2. The bank personnel who attended to the transaction ignored several red flags which could have alerted the bank as to the real identity of the person
claiming to be 'Carmelita'. For one, she failed to present the certificate of time deposit, there was also a discrepancy in her signature with that in the
signature cards of the bank. Finally, the photo in the bank's file did not look like this person claiming to be Carmelita. Despite all these irregularities, the
bank went through with the transaction, which only took 40 minutes. The document waiver which the impostor signed was also not notarized, as required
under bank's procedures.
3. To the aghast of the spouses, they only came to learn of the incident through a daughter-in-law who called them up in the US. Apparently, a break-in
occurred previously in their US residence and several important documents were lost to the thief. The spouses demanded payment from the bank who
refused. Hence the filing of the suit against petitioner bank.

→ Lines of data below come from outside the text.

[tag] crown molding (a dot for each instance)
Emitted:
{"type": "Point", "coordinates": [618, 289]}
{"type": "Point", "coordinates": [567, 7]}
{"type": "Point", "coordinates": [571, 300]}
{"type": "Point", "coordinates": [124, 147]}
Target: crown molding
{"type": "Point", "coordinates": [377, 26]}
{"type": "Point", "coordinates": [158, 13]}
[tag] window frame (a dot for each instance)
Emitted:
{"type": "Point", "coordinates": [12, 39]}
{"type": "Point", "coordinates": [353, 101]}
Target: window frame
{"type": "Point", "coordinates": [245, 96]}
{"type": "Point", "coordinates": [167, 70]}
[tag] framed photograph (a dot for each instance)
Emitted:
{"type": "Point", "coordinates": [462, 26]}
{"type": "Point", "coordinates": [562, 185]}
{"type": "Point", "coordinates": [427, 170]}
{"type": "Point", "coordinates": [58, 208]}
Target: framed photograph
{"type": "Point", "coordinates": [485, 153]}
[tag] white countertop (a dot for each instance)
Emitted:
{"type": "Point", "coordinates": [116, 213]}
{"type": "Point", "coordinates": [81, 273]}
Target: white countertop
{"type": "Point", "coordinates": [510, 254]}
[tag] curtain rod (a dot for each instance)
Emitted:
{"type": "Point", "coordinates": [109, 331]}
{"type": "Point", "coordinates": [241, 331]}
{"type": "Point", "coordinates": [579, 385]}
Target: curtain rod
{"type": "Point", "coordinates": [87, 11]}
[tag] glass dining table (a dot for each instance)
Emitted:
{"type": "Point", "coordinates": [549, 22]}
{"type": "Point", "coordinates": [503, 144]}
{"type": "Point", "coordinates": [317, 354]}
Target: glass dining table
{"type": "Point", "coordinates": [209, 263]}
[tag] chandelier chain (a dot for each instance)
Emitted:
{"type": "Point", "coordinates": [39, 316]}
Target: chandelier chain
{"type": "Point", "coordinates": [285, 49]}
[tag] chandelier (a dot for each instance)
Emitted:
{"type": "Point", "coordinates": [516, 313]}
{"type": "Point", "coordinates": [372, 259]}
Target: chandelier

4. The spouses presented a PNP Document Examiner expert who analysed the signature and concluded that the signature was forged, hence the
discrepancy between the signature of the impostor and the one written in the signature cards held by the bank.
4. The trial court ruled in favor of the spouses Cabamongan, held the bank negligent and awarded actual, moral and exemplary damages. The bank
appealed to the CA which affirmed the lower court's decision. Both parties filed a petition for review on certiorari before the SC where the petitioner
insisted that it Carmela who preterminated the TD despite claims to the contrary, while the Cabamongan spouses contended that Citybank's negligence
was established by evidence.
Issue: Whether or not the bank is negligent and therefor should be held liable when it allowed the pretermination of the TD in favor of the
impostor
HELD:
YES. The bank was indeed negligent as it failed to exercise the highest degree of care and diligence required of it. The banking business is impressed
with public interest and of paramount importance thereto is the trust and confidence of the public in general. The Court has held that the bank "is bound
to know the signatures of its customers; and if it pays a forged check, it must be considered as making payment out of its own funds, and cannot
ordinarily charge the amount so paid to the account of the depositor whose name was forged."(San Carlos Milling Ltd. vs. BPI)
It has been sufficiently shown that the signatures of Carmelita in the pretermination were forged. The petitioner, even with its signature verification
procedure failed to detect the forgeries. Citybank cannot label its negligence as mere error. For not exercising the degree of diligence required of
banking institutions, it is liable for damages.